Spikes is arguably the Patriots’ tone-setter. With a dark visor and braids growing out the bottom of his helmet, Spikes is more “Predator” than football player as he hunts down ball-carriers.

He’s developed great timing as a run blitzer. It’s a scary sight when Spikes explodes through the hole untouched to truck running backs for a loss. Once he puts that target on a player, Spikes will hit him with the intention of going through him.

Along with being a big hitter, Spikes is earning fines as well as a reputation for being a dirty player. So be it. If that means a little bit of fear, then it’s a psychological edge Spikes will embrace.

Quarterbacks aren’t safe from Mayo, Spikes and Hightower either. The three combined for eight sacks, as Mayo emerged as an effective blitzer and Hightower is living up to his reputation as a pass-rusher.

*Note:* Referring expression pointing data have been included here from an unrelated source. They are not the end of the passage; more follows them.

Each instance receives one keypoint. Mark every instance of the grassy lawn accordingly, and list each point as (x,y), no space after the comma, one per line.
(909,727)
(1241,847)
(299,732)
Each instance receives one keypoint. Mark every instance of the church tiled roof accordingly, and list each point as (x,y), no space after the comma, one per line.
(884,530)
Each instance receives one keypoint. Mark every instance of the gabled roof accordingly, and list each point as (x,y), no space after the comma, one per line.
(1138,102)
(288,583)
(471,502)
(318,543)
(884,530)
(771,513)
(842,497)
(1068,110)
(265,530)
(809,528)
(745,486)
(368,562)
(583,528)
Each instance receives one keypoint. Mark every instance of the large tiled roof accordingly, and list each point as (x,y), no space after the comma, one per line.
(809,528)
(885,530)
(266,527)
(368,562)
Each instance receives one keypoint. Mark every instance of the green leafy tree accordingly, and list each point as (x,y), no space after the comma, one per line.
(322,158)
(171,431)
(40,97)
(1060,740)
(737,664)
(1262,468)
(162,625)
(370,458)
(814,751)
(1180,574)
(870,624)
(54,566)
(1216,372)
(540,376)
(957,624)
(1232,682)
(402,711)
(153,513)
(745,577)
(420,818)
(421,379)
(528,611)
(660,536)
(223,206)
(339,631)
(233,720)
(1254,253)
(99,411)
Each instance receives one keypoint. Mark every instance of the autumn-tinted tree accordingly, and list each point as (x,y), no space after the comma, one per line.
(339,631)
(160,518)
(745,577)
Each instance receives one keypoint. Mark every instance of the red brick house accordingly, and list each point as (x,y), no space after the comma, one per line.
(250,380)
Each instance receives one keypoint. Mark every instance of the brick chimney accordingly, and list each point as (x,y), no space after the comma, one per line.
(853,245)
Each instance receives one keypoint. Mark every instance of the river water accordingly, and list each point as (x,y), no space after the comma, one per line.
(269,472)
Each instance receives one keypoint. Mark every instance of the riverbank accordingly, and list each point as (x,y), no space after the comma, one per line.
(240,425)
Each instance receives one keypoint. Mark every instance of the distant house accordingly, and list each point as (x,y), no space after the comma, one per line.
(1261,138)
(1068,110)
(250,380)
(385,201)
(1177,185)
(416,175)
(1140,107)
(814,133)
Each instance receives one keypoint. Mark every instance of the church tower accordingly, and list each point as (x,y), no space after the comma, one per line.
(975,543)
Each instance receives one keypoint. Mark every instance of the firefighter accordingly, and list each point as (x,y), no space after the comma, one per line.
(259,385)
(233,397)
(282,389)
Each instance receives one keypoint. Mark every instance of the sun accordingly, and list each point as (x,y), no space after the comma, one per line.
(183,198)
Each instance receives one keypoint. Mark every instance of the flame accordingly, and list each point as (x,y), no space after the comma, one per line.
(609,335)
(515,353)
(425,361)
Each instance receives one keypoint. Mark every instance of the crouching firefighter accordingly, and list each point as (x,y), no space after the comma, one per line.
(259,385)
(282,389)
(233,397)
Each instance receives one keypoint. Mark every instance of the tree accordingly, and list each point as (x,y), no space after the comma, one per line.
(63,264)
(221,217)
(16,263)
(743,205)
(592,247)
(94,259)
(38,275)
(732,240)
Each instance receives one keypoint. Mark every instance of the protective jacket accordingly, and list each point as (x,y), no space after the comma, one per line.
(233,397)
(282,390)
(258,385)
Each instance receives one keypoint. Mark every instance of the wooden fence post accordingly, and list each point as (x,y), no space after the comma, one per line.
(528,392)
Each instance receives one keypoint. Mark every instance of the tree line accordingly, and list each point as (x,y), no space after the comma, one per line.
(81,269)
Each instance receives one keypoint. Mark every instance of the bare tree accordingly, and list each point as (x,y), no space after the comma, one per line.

The only players that don’t worry about New England’s linebackers are opposing tight ends. They often had field days when matched up against the Patriots defense. Some of the more notable performances:

Baltimore’s Dennis Pitta—10 receptions for 105 yards and two touchdowns in two games.

Buffalo’s Scott Chandler—9 receptions, 127 yards and three touchdowns in two games.

New York Jets' Dustin Keller—12 receptions, 157 yards, two touchdowns in two games.

Spikes and Hightower are great downhill defenders, but they lack the speed and quickness for man-to-man coverage. Mayo’s coverage was spotty last year.

Maybe the linebacking corps missed Dane Fletcher. The converted defensive end from Montana State had successfully made the transition to inside linebacker with the Patriots. His value to the team was unknown when he was lost for the season to an ACL tear in the preseason.

But Bobby Carpenter couldn’t fulfill the coverage-linebacker role. He was released after four games.

Fletcher spent the season on injured reserve and has already re-signed with the Patriots. If Fletcher makes a full recovery, maybe he can help contain those tight ends that keep running wild.

And thump unsuspecting ball-carriers when he has the chance. If the linebackers are trying to change the culture, everyone must buy in, Fletcher included.